With some programs, not only is a student’s grade recalculated with every quiz, but parents can monitor the daily fluctuations of their child’s class ranking. The availability of so much up-to-the-minute information about a naturally evasive teenager can be intoxicating: one Kansas parent compared watching PowerSchool to tracking the stock market.
As a teacher, I have heard tales of a spate of over-intervention of parents. I don't see it too often in my own job. I have seen instances of it at the grad school level, where students will have their parents try to intervene with the professor to get a grade change (SERIOUSLY?!! You are an adult. You get to vote. Grow up!)

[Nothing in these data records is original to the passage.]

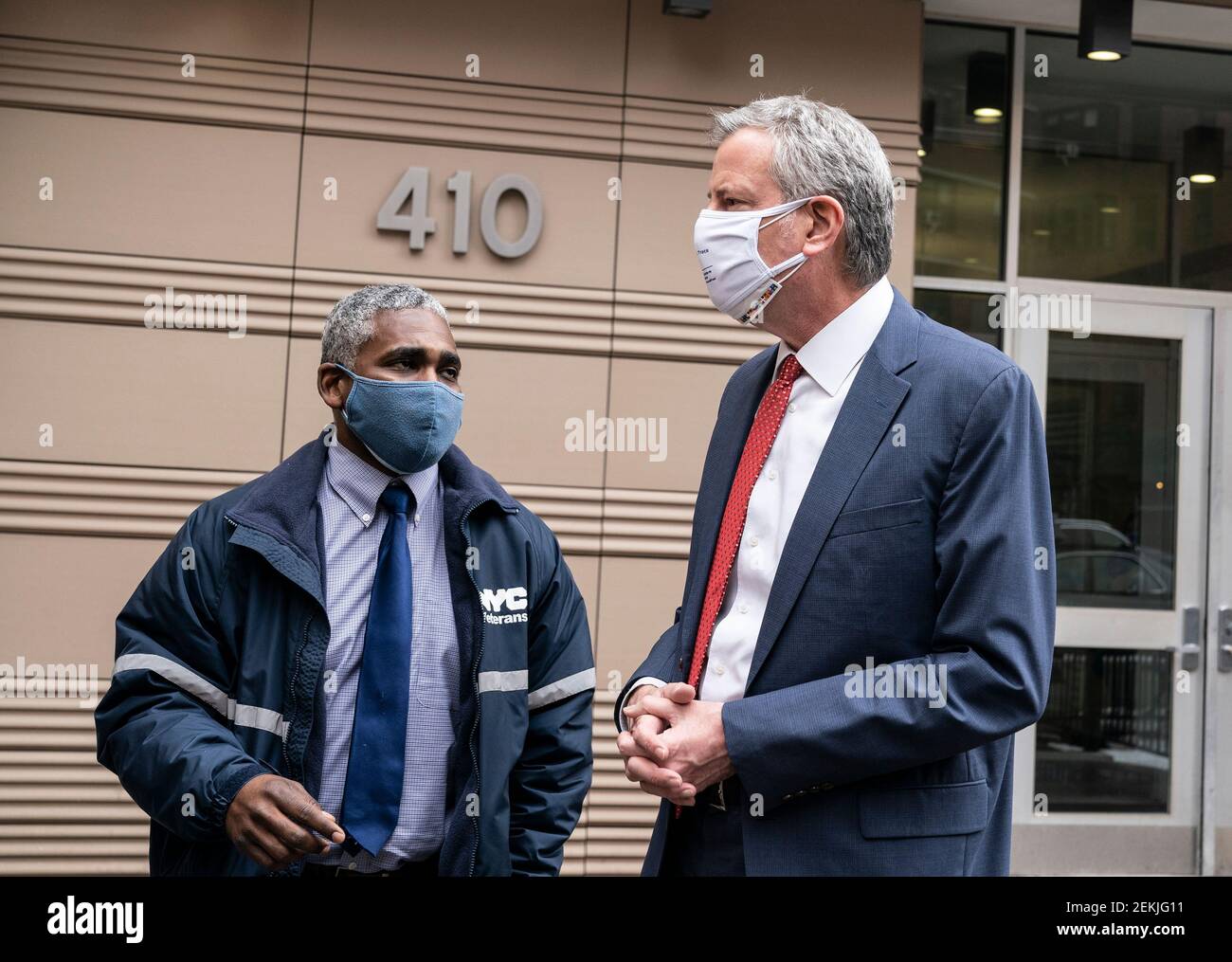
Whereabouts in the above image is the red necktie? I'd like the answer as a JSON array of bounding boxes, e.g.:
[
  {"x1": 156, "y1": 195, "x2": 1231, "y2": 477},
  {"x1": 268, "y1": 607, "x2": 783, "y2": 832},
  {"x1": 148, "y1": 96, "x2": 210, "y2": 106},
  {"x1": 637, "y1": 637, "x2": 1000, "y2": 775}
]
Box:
[{"x1": 689, "y1": 354, "x2": 801, "y2": 688}]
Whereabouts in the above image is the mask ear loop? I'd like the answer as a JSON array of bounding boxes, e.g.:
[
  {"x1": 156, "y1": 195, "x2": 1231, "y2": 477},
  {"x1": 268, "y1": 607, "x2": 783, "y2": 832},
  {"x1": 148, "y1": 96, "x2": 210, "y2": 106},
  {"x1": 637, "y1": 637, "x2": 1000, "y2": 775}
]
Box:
[{"x1": 758, "y1": 197, "x2": 813, "y2": 281}]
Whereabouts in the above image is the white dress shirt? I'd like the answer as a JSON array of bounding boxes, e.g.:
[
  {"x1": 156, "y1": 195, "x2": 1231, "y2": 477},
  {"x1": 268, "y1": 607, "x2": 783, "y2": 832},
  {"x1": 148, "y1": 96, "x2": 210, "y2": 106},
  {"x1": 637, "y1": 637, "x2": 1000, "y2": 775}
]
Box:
[{"x1": 621, "y1": 277, "x2": 895, "y2": 727}]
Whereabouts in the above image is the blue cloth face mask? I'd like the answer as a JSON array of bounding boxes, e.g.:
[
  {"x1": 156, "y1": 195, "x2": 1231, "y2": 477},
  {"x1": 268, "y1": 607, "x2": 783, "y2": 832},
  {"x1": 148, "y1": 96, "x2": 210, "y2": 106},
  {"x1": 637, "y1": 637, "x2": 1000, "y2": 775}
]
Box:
[{"x1": 334, "y1": 365, "x2": 465, "y2": 474}]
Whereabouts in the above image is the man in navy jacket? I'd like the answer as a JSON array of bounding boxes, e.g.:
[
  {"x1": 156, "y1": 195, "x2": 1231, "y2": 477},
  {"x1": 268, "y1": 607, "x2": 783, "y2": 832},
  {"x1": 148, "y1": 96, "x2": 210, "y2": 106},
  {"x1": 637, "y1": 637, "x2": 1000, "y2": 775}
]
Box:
[
  {"x1": 96, "y1": 286, "x2": 594, "y2": 876},
  {"x1": 616, "y1": 98, "x2": 1056, "y2": 875}
]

But the thing that is terrible about such programs is that it disempowers the kids and takes the responsibility for their success off of them. Sure, I want Johnny to turn in his work. I want Johnny's mom to help. What I don't want is Johnny's Mom to walk his work to my classroom at 7:20 AM because Johnny himself can't be organized enough not to lose it or to forget it.

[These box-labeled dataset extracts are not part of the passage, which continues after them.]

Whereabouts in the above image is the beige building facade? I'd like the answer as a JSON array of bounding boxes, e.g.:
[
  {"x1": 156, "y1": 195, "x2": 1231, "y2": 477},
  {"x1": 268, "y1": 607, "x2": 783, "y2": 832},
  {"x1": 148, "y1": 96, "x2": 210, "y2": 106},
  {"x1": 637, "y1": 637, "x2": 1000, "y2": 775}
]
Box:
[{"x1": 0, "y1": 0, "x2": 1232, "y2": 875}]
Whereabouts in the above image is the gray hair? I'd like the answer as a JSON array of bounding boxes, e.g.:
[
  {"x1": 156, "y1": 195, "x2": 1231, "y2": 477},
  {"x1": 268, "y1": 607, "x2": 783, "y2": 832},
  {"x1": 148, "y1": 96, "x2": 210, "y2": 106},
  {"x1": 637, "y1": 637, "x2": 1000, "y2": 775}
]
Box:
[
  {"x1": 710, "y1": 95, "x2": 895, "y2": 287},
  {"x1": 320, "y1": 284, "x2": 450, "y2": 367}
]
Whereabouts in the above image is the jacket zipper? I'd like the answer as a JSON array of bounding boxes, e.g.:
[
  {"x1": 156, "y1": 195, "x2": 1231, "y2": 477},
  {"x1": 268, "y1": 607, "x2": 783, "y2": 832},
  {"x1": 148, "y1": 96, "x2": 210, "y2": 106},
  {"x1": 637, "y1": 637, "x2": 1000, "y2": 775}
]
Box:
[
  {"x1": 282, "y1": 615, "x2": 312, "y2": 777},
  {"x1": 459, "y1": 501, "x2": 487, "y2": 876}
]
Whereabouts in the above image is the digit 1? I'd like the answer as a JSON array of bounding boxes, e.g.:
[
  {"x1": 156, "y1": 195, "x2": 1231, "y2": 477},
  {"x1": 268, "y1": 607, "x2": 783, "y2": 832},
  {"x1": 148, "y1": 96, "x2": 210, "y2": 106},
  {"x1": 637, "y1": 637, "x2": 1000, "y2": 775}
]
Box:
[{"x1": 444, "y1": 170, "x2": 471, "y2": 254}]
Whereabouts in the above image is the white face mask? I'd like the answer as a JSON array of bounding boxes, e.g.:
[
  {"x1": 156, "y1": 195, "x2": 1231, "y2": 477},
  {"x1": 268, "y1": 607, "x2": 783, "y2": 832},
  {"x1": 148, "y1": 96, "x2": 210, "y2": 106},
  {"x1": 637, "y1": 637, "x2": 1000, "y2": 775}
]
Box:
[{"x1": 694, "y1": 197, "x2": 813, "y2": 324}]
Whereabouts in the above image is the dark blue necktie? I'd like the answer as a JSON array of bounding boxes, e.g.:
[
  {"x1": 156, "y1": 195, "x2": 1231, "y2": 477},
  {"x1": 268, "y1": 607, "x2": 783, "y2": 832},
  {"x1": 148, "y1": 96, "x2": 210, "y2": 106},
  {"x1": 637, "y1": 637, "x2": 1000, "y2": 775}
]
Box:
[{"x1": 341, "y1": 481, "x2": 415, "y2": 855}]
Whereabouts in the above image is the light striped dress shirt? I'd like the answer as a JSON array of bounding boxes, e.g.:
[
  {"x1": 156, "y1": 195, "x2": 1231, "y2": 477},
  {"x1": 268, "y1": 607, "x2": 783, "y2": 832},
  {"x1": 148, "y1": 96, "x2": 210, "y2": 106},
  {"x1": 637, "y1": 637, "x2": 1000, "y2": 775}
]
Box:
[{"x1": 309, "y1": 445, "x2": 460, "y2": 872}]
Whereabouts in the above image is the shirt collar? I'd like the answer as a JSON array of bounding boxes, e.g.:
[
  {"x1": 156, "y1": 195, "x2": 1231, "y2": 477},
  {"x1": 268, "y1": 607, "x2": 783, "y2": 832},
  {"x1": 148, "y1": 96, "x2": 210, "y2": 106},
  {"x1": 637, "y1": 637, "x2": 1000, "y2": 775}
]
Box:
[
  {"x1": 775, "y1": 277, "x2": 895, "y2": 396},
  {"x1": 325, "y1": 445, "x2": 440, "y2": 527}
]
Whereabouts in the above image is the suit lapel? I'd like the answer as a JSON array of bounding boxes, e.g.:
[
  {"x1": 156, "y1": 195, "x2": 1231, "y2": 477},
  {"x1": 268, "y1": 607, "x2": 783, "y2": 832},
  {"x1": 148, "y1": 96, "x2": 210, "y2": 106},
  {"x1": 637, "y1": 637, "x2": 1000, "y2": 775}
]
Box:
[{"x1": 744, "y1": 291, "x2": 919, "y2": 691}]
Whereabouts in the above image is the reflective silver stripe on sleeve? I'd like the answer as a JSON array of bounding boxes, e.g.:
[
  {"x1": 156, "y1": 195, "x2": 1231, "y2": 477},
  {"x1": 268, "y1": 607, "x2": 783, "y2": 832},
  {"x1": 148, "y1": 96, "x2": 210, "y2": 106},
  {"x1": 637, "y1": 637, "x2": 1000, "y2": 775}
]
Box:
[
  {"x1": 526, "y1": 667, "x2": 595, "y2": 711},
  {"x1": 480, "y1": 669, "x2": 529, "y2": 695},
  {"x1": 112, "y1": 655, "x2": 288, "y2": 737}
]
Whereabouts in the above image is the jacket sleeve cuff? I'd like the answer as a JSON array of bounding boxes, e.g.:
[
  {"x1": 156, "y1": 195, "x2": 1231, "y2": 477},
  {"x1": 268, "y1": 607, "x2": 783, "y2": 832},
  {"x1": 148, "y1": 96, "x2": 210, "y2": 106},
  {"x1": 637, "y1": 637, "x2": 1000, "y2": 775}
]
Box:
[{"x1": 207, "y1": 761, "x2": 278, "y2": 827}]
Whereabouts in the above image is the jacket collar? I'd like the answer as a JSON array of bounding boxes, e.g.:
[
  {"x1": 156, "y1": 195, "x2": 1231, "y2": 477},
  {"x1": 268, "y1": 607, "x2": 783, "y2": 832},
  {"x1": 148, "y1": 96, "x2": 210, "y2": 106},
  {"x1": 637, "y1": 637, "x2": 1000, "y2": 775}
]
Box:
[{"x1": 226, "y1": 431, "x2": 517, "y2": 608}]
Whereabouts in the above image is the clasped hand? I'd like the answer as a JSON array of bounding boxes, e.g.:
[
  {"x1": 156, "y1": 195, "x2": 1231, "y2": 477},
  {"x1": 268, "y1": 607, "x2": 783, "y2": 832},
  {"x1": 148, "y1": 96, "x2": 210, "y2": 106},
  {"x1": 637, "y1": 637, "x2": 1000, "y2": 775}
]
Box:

Also, knowing a kid's grade minute-by-minute seems to lead you to a non-macro understanding of how well a kid is actually doing. It's a snapshot, in the same way that standardized tests are snapshots, of how a kid is doing at a given point in time. If they are spiraling downward, then yeah, intervene. But seriously? There are worse things than failing a class in 3th grade AND sometimes that failure is a good wake up for a kid.
I do understand the other hand though. The desire to control every aspect of what a kid does in order to make the outcome work out to the kid's maximum potential. And I catch myself doing it as a mom.
With Little Man crawling all over, I feel like this is the end of an chapter in his life. From this point on, it's a continual slow acquiescence of control by the parent. And it should be.
What I want most for my children is that they be self-reliant, competent, loving, and confident beings. Independence is a necessary component of that, but it means I can't fix it all and make it go right, not that I ever could.